In the midst of those, and so many more, Brian Shaw not only endured, he succeeded, and lifted those nearest and dearest around him. At one point, he held the NBA record for most 3-pointers made in one game, at 10. He spent one season as a scout between his playing career and his move to assistant coach. Shaquille O'Neal speaks only glowingly of Shaw. Kobe Bryant wanted him as the Lakers head coach when it would have mattered. Phil Jackson would have liked to have poached him this offseason, and also endorsed Shaw's candidacy upon his Lakers retirement. Josh Kroenke could not have been clearer in how happy he is to have Brian as his coach. Though it took him time to find this end of the bench, Shaw has always been well-regarded amongst the league as a probable long-term head coach. Oh, and one of Shaw's hands is rather heavy (if he chooses to laden it) with all five of his Championship rings as a player and coach.
In the face of a Lakers meltdown that threatened their ability to succeed, Brian Shaw rebounded.
In the face of a few troublesome moments for a first-time head coach, Brian Shaw rebounded.

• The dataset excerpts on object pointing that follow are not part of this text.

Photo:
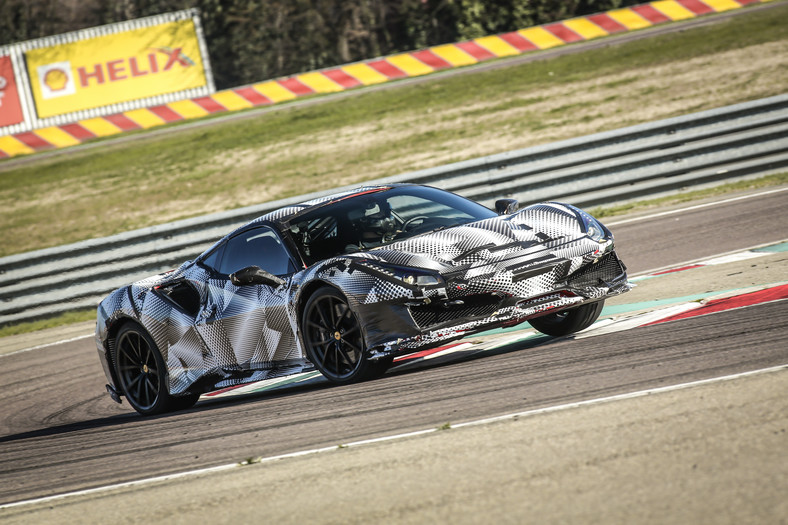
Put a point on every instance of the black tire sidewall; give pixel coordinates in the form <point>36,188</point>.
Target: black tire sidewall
<point>364,369</point>
<point>164,402</point>
<point>575,320</point>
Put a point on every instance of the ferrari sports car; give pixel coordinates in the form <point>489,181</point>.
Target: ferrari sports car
<point>346,283</point>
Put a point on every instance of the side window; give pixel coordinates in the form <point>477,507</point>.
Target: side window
<point>258,247</point>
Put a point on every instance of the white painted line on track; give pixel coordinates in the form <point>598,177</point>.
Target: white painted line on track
<point>396,437</point>
<point>694,207</point>
<point>705,260</point>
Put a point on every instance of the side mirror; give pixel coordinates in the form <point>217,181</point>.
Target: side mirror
<point>255,275</point>
<point>506,206</point>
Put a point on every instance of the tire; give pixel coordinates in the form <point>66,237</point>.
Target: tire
<point>333,339</point>
<point>569,321</point>
<point>142,373</point>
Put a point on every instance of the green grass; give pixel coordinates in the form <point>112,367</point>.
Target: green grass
<point>688,196</point>
<point>599,212</point>
<point>78,316</point>
<point>295,150</point>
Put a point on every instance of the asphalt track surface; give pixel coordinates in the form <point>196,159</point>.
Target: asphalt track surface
<point>59,431</point>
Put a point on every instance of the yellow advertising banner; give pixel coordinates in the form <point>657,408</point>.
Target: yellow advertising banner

In the face of a loss I hope to never personally truly comprehend, Brian Shaw rebounded. Just ask his niece-now-daughter, Brianna, a happy and bright 21-year old. Brianna's name resembling Brian's is no accident. He and his sister were so close, she was named after him.
So... in the face of something so relatively paltry as the stress of following up a 36-win season (which could have easily been 25, had he not staunched that slide), I expect that Brian Shaw will follow suit, and rebound.